Various aspects of this approach to clustering are examined in the case where the component populations are assumed to have multivariate normal distributions. Initially, the problems associated with likelihood estimation in this context are explored. Unfortunately with mixture models, the likelihood equation usually has multiple roots, so there is the question of which root to choose. In the case of equal covariance matrices the situation is straightforward, in that the maximum likelihood estimator exists and is consistent. An example is presented, however, to demonstrate that the adoption of a homoscedastic normal model, in the presence of some heteroscedasticity, can considerably influence the likelihood estimates, in particular, of the mixing proportions, and therefore the consequent clustering of the sample at hand.
With the mixture approach to clustering, each element in the sample is allocated to one of the component populations on the basis of the estimated posterior probabilities of population membership. Consideration is given to assessing the performance of the mixture approach by averaging appropriate functions of these posterior probabilities. In the case where the superpopulation does consist of individual component populations, in number equal to that specified with the particular application of this method, these functions can be regarded as estimates of the correct allocation rates for the individual populations, as well as for the overall mixture. As the proposed method of estimation can produce biased estimates, the bootstrap procedure is studied for its effectiveness in reducing this bias. Three real data sets are considered, as well as a detailed simulation study. It is shown that the proposed estimates generally provide useful information on the unobservable allocation rates of the mixture approach. Encouraging results are obtained for the bootstrap method of bias correction applied to the estimates of the individual and overall allocation rates.
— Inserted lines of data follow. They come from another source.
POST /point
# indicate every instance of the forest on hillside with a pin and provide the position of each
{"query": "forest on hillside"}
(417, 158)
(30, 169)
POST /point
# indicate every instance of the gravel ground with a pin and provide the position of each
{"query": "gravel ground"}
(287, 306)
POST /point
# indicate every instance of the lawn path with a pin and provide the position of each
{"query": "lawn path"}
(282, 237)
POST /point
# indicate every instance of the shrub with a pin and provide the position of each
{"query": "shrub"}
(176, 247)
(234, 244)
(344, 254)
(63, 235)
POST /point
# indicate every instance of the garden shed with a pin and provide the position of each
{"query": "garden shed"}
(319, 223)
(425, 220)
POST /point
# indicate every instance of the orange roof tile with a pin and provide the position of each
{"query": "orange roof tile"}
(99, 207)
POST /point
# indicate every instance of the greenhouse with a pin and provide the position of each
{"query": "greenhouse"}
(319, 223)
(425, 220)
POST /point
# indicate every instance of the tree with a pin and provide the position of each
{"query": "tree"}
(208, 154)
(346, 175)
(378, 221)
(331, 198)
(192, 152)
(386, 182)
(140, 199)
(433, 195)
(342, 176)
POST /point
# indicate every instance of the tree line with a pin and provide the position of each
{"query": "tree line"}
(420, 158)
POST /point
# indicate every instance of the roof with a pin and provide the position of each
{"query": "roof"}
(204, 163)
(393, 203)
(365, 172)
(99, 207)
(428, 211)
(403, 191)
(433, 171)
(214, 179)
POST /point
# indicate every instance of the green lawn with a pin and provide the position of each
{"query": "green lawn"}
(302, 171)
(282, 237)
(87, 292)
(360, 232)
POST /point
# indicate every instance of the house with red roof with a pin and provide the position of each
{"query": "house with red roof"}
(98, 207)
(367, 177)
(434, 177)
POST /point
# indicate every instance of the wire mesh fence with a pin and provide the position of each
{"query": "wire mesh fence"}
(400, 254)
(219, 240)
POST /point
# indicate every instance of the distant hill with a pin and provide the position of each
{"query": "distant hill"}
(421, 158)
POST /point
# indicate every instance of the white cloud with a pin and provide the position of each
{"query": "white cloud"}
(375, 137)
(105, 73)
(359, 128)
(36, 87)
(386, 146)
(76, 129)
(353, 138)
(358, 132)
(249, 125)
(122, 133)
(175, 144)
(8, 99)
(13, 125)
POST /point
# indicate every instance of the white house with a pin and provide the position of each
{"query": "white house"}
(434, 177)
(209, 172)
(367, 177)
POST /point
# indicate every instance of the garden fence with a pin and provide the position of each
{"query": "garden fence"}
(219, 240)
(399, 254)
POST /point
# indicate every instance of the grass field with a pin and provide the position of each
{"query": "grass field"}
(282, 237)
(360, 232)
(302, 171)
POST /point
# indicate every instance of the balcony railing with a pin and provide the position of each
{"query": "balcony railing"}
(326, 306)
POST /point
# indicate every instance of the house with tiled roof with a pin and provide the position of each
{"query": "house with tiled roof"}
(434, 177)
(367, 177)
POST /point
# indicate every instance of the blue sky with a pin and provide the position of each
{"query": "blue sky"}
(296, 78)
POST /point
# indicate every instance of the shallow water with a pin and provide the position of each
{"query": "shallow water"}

The role of the mixture approach is investigated, also, for the clustering of treatments from a randomized complete block design. In this context, it provides a concise way of summarizing differences amongst the treatments. It is shown that the implementation of this technique is straightforward for fixed, but not random block effects. The difficulty is that with the latter model the amount of computation becomes prohibitive for even a moderate number of treatments. This approach is illustrated by the application of the mixture method to three data sets from randomized complete block designs. The first two examples concern real data already used in the literature to illustrate other techniques for grouping means under a fixed effects model. The third example consists of data simulated according to a randomized complete block design with random block effects, where the true grouping is known and where the number of treatments is small enough for the mixture method to be implemented under this mixed model. The results under this model are compared with those obtained by treating the block effects as fixed, in an instance where they are actually random.
Most available clustering techniques are applicable only to a two-way data set, where one of the modes (the elements) is being partitioned into groups on the basis of the other mode (the measurements). If, however, the data set is defined as a three-way array, then a multivariate technique, which will cluster the elements (one of the modes) on the basis of the total information available (the other two modes simultaneously), is required. It is shown that by appropriate specification of the underlying model, the mixture method of clustering can be applied in this context. This is illustrated using soybean data, which consist of multi-attribute measurements on a number of genotypes, each grown in several environments. This approach is particularly useful here, as the genotype by environment interaction is able to be incorporated directly into the underlying model. Although the problem is set in the framework of clustering genotypes, the technique is applicable to other types of three-way data, and so is of considerable potential.